Twitter Open Source Intelligence with TWINT
TWINT, short for Twitter Intelligence, is an open source Twitter OSINT tool writtein in Python, created by Franesco Poldi. TWINT provides a termainal or code interface to Twitter in which you can search tweets, replies, favourites, followers, following, retweets and more over specific time periods and easily export the intelligence to CSV, JSON and an ElasticSearch-based intergration.
In this post we’ll work through a basic workflow in a Jupyter Notebook using TWINT and Pandas, a python data science library.
Setup
If you have never used any of the technologies I mentioned, start here. If you already have Jupyter Notebooks skip to step.

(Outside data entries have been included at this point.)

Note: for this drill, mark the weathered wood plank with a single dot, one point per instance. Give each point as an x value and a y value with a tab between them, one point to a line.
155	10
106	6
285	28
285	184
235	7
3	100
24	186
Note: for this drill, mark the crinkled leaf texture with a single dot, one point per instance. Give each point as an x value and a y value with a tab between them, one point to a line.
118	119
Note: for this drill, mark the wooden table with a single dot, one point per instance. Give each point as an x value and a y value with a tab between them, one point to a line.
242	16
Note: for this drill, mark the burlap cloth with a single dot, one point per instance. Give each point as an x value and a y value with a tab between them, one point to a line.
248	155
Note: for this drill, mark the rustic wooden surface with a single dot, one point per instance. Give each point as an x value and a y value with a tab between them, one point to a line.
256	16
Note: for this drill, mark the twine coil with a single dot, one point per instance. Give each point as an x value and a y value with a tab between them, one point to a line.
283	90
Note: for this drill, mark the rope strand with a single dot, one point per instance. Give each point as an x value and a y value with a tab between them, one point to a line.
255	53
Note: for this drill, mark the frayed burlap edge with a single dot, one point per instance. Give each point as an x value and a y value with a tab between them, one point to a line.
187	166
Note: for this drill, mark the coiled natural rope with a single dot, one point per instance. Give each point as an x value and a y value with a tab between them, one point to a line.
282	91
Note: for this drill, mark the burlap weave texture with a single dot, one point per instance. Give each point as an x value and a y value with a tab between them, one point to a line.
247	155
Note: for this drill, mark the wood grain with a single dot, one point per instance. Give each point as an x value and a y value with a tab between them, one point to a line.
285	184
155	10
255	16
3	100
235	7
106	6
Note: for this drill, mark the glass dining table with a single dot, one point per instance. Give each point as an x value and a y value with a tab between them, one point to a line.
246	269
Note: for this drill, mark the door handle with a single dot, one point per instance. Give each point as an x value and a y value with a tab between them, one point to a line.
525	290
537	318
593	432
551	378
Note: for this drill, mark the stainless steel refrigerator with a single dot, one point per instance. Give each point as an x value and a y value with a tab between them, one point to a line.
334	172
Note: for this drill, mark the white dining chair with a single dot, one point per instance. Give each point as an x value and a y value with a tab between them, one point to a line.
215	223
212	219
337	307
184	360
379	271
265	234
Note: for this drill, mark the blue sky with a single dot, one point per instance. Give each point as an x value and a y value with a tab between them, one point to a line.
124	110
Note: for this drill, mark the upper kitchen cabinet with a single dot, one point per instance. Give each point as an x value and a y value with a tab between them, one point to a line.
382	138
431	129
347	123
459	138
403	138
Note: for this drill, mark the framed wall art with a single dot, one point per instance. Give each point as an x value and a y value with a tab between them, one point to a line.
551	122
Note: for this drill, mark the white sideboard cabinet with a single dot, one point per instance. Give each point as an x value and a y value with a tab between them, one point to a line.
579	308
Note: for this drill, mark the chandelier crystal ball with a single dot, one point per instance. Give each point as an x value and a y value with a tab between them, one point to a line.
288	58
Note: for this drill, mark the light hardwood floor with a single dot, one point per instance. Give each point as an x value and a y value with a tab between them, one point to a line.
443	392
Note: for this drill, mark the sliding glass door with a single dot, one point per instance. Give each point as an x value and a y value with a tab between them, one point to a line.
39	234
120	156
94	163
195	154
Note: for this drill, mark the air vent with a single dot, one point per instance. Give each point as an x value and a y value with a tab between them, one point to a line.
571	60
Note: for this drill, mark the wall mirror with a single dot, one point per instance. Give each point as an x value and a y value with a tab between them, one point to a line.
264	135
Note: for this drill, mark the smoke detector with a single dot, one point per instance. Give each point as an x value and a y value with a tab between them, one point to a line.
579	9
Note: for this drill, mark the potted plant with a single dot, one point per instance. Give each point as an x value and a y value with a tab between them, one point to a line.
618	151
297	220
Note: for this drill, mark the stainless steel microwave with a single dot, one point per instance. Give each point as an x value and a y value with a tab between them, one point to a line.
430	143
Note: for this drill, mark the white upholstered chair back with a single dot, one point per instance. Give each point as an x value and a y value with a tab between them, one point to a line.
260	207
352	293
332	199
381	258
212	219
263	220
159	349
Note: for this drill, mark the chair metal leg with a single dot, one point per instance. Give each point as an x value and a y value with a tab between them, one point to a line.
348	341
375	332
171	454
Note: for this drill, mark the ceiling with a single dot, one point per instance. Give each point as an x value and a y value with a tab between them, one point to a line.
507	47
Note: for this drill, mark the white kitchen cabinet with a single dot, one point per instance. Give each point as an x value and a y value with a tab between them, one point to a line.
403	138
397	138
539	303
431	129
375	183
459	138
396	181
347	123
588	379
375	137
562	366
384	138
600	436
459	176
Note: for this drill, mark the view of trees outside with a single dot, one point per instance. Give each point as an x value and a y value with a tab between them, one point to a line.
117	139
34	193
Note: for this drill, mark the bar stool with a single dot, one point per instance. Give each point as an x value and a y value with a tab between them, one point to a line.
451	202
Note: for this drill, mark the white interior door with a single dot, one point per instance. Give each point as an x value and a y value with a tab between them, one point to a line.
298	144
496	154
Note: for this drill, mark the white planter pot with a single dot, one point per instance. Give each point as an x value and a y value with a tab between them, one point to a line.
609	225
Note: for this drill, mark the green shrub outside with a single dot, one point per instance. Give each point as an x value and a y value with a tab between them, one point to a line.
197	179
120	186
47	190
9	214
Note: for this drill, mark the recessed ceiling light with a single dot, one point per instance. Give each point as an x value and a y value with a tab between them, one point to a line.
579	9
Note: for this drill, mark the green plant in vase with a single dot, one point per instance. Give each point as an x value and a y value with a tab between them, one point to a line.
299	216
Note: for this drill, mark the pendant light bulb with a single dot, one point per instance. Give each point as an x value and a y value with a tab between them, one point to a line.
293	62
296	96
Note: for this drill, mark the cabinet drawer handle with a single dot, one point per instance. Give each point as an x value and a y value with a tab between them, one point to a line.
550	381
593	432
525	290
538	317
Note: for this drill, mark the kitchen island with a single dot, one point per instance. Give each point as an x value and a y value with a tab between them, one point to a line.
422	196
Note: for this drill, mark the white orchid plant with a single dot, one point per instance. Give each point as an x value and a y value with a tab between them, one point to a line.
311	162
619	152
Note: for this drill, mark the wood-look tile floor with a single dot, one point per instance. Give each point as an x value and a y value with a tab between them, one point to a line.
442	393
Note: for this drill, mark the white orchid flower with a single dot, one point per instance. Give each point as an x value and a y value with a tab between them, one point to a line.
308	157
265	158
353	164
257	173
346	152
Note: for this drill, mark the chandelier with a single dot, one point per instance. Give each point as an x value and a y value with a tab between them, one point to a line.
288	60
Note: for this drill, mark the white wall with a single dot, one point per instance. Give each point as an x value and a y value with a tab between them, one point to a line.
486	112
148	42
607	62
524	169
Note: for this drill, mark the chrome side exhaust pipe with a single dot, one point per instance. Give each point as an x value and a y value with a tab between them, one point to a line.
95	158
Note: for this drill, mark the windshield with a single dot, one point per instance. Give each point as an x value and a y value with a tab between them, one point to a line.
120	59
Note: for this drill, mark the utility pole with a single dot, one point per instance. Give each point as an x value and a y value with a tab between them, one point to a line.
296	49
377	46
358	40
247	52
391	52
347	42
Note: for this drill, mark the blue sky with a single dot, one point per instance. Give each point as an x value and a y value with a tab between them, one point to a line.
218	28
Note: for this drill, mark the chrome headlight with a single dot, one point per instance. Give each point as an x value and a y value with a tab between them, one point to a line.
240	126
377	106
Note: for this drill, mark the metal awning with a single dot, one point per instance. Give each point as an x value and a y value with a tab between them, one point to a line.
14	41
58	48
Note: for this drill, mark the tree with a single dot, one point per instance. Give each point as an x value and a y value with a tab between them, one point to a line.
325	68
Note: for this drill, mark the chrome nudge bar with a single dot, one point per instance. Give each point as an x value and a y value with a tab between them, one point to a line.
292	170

Step 0: Download and install Anaconda. Anaconda is a data science platform which includes Jupyter Notebooks. Installers are availalbe for Windows, MacOS and Linux. pip3 install jupyter
is a fast terminal-based method for Mac and Linux.
Step 1: Install TWINT.pip3 install twint
for Mac and Linux is possible, however, installing in-notebook provides a more consistent approach for using TWINT with Jupyter across Windows, Mac and Linux.
However, feel free to pip3 install twint
install via terminal on Mac or Linux so you can use the twint
command in-terminal, as well as in-notebook. If you do this, it isn’t necessary to type the following part of this step.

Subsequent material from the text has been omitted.